If three particles, each of mass $M$, are placed at the three corners of an equilateral triangle of side $a$, the forces exerted by this system on another particle of mass $M$ placed (i) at the mid point of a side and (ii) at the centre of the triangle are respectively.

• A. $0,\frac{4G{M}^2}{{3a}^2}$
• B. $\frac{4G{M}^2}{{3a}^2},0$
• C. $\frac{3G{M}^2}{a^2},\frac{G{M}^2}{a^2}$
• D. $0,0$

Answer 1

Answer: (B)

$\frac{4G{M}^2}{{3a}^2},0$

When the body is at the center of the triangle, forces from the three corners would be exactly equal and all at an angle of ${120}^{\circ }$ to each other. Hence the resultant of the forces would be zero.

When the object would be at the mid point point of a side, the case would be as shown in the figure.
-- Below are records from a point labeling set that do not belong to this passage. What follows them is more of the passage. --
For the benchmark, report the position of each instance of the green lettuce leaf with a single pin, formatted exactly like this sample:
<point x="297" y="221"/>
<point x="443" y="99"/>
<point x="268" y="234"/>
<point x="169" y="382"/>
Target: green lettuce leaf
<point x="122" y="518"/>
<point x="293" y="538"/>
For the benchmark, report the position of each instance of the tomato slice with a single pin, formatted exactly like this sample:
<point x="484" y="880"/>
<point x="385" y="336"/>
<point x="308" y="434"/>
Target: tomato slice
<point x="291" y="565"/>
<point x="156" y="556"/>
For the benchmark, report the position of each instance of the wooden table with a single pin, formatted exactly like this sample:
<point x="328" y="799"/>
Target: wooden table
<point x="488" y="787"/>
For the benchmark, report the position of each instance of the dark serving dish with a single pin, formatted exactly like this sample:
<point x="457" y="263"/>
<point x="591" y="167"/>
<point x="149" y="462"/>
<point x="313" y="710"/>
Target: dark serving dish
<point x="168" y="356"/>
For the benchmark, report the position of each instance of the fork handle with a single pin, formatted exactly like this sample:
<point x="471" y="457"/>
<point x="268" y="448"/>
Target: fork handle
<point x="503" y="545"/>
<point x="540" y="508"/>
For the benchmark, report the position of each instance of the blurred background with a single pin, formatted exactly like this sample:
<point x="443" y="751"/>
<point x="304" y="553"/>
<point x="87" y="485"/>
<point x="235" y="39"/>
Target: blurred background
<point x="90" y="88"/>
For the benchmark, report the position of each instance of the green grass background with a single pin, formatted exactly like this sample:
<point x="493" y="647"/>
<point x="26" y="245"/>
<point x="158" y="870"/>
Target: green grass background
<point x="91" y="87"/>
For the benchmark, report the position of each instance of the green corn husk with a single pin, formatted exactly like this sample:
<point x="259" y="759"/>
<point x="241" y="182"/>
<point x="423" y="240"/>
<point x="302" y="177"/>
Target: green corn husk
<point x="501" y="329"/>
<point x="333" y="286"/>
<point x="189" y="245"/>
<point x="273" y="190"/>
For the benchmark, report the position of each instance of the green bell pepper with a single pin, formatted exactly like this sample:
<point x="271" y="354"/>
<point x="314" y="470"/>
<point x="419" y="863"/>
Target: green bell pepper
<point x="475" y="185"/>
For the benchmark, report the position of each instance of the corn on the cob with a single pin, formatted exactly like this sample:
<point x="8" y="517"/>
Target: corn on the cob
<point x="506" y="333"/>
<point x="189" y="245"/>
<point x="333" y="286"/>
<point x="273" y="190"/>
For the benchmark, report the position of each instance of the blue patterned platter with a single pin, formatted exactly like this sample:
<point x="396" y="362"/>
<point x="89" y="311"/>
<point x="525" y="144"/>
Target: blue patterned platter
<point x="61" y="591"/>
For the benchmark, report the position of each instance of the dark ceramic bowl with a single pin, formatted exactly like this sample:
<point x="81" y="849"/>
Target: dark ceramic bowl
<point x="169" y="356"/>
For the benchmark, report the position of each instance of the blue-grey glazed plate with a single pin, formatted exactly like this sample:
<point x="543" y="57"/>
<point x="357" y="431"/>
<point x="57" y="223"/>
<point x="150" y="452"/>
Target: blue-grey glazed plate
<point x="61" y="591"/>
Forces from the two nearer masses would be same in magnitude and opposite in direction. Hence they would cancel out. The only remaining force would be due to the third mass.

Distance between that mass and the mass kept on the side=$a\sin {60}^{\circ }=\frac{\sqrt{3}}{2}a$

Hence the gravitational force would be $\frac{G{M}^2}{(\frac{\sqrt{3}}{2}a{)}^2}=\frac{4G{M}^2}{3a^2}$.